Within minutes she was so deeply engrossed that she was only aware of the intruder when she felt the cold drops of moisture from his skin fall on to her arm.
She looked up, her eyes widening in shock and alarm as they encountered the tall, muscular frame of the man standing looking down at her. He must have been swimming in the river, she realised, because droplets of water were running down over his chest still, darkening the springy mat of hair that grew there. He was wearing jeans that were old and very faded, but his feet were bare. His arms and torso as well as his face were burned dark by constant exposure to the sun. Tiny lines radiated outwards from the corners of his dark blue eyes. His hair clung sleekly to his scalp and it was very dark.
Gemma moistened her lips nervously, suddenly feeling extremely alarmed.
‘It’s all right, I’m not going to hurt you.’

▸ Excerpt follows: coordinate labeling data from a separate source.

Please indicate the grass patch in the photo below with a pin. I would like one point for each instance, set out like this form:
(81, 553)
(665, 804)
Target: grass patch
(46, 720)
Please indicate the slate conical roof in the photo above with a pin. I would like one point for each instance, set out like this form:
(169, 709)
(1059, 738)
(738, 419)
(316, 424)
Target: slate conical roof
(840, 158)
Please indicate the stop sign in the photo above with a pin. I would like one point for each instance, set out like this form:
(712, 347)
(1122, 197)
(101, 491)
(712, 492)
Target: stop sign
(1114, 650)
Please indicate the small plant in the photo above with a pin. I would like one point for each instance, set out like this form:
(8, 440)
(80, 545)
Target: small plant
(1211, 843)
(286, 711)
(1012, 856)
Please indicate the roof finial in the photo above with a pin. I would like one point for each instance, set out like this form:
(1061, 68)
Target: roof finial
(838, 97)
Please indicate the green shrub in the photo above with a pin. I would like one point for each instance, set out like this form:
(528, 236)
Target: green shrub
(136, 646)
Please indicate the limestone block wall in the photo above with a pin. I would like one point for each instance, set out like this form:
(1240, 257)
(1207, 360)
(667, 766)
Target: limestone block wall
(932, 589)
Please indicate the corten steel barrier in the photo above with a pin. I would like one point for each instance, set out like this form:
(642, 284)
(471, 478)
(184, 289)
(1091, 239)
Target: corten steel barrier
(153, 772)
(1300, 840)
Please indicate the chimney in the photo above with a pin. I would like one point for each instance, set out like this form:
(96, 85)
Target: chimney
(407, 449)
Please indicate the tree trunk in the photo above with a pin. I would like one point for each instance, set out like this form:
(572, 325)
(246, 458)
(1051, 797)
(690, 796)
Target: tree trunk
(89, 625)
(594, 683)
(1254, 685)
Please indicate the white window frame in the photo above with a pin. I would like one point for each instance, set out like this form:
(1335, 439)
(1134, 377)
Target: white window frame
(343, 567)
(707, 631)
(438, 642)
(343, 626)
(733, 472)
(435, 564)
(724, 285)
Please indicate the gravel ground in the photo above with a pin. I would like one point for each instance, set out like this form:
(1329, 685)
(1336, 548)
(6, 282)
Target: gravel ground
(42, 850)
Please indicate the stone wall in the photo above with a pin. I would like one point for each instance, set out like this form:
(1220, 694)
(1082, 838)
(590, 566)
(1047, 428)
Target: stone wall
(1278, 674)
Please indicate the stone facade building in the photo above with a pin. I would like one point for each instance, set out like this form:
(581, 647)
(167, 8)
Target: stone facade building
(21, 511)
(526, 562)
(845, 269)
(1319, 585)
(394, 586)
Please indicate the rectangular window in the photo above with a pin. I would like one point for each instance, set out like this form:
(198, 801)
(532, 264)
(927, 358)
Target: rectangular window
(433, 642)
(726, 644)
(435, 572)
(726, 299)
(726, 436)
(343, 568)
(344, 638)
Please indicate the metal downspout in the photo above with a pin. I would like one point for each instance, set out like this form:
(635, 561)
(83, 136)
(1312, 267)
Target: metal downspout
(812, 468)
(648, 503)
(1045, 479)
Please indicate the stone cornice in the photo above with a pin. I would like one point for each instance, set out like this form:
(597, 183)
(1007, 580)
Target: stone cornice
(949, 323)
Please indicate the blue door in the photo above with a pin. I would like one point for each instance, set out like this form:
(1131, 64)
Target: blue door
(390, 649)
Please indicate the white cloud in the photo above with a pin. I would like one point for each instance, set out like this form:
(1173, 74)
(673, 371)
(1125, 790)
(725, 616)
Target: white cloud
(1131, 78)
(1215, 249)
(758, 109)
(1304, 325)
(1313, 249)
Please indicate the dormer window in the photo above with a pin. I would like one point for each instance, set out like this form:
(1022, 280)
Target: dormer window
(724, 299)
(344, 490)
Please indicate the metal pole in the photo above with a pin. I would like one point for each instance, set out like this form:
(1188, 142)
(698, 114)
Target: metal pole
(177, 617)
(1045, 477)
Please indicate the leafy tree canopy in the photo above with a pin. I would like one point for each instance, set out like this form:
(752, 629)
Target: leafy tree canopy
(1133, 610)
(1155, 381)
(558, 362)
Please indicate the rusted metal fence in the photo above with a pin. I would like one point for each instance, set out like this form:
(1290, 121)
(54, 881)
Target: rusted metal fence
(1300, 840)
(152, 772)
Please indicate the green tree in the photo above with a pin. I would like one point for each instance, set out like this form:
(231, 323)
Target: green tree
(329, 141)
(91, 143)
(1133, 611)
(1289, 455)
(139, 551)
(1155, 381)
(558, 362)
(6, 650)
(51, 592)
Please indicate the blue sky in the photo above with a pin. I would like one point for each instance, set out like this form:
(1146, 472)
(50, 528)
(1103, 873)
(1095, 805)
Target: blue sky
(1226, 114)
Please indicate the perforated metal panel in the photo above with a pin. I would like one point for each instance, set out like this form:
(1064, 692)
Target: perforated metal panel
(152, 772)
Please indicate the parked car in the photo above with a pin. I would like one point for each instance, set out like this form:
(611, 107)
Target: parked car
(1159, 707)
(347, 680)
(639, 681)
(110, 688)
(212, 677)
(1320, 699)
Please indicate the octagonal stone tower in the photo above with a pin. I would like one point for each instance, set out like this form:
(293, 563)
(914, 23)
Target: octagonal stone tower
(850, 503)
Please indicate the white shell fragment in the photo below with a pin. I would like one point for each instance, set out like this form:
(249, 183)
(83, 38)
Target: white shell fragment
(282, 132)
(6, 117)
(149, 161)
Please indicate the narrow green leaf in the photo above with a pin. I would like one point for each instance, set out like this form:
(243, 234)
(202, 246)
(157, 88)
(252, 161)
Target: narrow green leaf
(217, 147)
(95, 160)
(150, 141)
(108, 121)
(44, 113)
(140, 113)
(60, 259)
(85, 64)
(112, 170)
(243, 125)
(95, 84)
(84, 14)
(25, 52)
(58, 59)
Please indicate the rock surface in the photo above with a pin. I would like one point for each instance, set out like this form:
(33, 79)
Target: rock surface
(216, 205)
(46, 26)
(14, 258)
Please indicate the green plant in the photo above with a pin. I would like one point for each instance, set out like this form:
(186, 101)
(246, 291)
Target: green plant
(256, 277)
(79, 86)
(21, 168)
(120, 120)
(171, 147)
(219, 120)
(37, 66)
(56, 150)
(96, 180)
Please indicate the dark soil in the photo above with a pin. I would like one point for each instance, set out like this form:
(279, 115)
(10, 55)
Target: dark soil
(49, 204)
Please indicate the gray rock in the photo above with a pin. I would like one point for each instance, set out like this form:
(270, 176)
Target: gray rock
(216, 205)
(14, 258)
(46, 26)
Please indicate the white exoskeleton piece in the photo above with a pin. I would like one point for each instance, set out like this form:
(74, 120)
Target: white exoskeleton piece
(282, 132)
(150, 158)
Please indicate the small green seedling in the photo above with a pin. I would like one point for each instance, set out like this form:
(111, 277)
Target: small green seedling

His voice rumbled from the depth of his chest, but it was gentle and reassuring, tinged with an accent she recognised as Irish.
The moment she heard it Gemma felt herself relax. She knew instinctively and beyond any shadow of a doubt that he wasn’t lying to her, and that he meant her no harm.
He looked down at the book she was reading and smiled at her. ‘Lawrence, eh? Now there’s a fine writer. Not as robust as some maybe, but a fine writer nonetheless.’
‘Do you … do you like reading, then?’
There had been an odd pause then while he looked at her for a moment, and then he had said quietly, ‘I like it fine when I have the time.’
And that was how it had all begun.
IN retrospect, that afternoon seemed to have a fey, almost magical, quality to it.
Gemma remembered that she had offered to share her sandwiches with him and that he had equally gravely accepted.
She had learned that he was working with a gang of labourers on the new motorway that was being built several miles away. He liked the countryside, he had told her, and he preferred to be alone on his time off. His family had come originally from Ireland, but he had been orphaned as a child and brought up in a home. His whole face had hardened when he told her that, and he had added that he didn’t intent to stay a labourer all his life. He had seemed so much older and more mature than she was herself that she had been half shocked to learn that he was only twenty years old.
He questioned her about herself, and she had told him openly and gravely about her background and her family.
In turn he had told her about his plans to educate himself, to start his own business. Labouring paid well, he had told her, but there was no future in it. It was a young man’s work, and it was gruellingly hard. He had told her that he had had to leave school at sixteen and about the night-school courses he was taking, now finished for the summer.